It was a polytech course that led Gareth McDougall to the work in adventure tourism that in turn led to paramedicine. And that was that career it brought him back to his home town of Gisborne.
After more than 20 years out of the region, Gareth returned in mid-2023 to take up the role of critical care flight paramedic with the Trust Tairāwhiti Eastland Rescue Helicopter service.
And it was more than a sideways move from his former home at Sydney’s Bondi Beach . . . he also moved “up” in changing his work from land-based ambulance care to a career in the air.
“I had done a bit of flight training back in Queenstown but this is a lot more intensive,” he says. “I was keen to come back to be closer to my family, and the helicopter service here has a great team doing really invigorating work.”
Gareth’s journey started in 1991 with a tourism course at the then-Tairāwhiti Polytechnic, followed by one in Rotorua that focused more on adventure tourism.
He then worked for more than a decade in the industry, taking a year out to undergo ambulance training in Auckland.
“No matter how careful you are in adventure tourism there is always a risk of accident and injury and I certainly saw a bit of that,” he says. “That’s what got me started.”
By 2004 Gareth had secured a job with the New South Wales ambulance service where he worked for nearly 20 years, along the way completing a Bachelor in health sciences, teaching paramedicine students at Western Sydney University, and starting his own post-grad studies in critical care.
Then when he arrived in Gisborne there was more education to come . . . he spent at week at Search and Rescue Ltd’s Taupo base to undergo his medical induction, followed by another week of training in the aviation skills needed before he took to the air.
“We did a lot of things like winch training so it was all pretty new and exciting and a challenge to tie in with my existing skill base,” he says.

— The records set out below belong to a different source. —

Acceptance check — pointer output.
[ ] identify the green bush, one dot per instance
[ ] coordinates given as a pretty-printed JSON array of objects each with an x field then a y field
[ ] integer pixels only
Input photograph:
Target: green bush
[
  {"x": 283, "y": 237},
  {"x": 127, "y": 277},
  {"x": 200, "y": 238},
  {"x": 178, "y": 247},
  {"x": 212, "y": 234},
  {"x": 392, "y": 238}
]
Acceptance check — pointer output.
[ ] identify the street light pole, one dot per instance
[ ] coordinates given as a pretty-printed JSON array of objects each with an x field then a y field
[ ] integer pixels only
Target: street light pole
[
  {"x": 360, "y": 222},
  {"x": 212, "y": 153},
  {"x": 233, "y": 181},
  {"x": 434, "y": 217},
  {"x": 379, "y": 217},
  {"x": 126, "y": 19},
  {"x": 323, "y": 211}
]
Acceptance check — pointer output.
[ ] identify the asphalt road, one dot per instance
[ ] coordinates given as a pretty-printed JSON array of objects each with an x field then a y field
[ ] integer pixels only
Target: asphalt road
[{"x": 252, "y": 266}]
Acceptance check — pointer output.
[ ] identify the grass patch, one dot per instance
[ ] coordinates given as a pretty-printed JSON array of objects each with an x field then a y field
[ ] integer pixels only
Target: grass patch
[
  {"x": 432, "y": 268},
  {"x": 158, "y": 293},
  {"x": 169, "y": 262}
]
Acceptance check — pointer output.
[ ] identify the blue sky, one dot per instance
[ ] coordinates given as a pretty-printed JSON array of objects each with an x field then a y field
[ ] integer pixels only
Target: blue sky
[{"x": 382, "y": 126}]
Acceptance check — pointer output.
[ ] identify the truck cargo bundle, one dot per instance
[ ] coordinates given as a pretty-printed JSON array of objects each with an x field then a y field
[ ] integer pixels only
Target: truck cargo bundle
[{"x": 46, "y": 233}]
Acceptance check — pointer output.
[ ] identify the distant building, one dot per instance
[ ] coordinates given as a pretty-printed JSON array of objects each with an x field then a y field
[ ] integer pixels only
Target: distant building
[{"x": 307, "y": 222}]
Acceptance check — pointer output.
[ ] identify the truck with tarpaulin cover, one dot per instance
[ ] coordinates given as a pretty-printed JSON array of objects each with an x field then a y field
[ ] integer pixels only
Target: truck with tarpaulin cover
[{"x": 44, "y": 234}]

“Anyone doing this sort of work will tell you there is a big risk of fatigue or burn-out, and this role has really got my enthusiasm going again.”
Within just weeks of joining the Trust Tairāwhiti Eastland Rescue Helicopter team, Gareth McDougall had already been on multiple flights to treat patients in some of the more remote areas of the region.
“Coming from an urban environment in Australia, that change has been especially interesting and rewarding,” he says.
“Up the East Coast, for example, there are incredible staff and volunteers but we get to bring this extra layer of critical care training and experience, and that’s a privilege I am really enjoying.”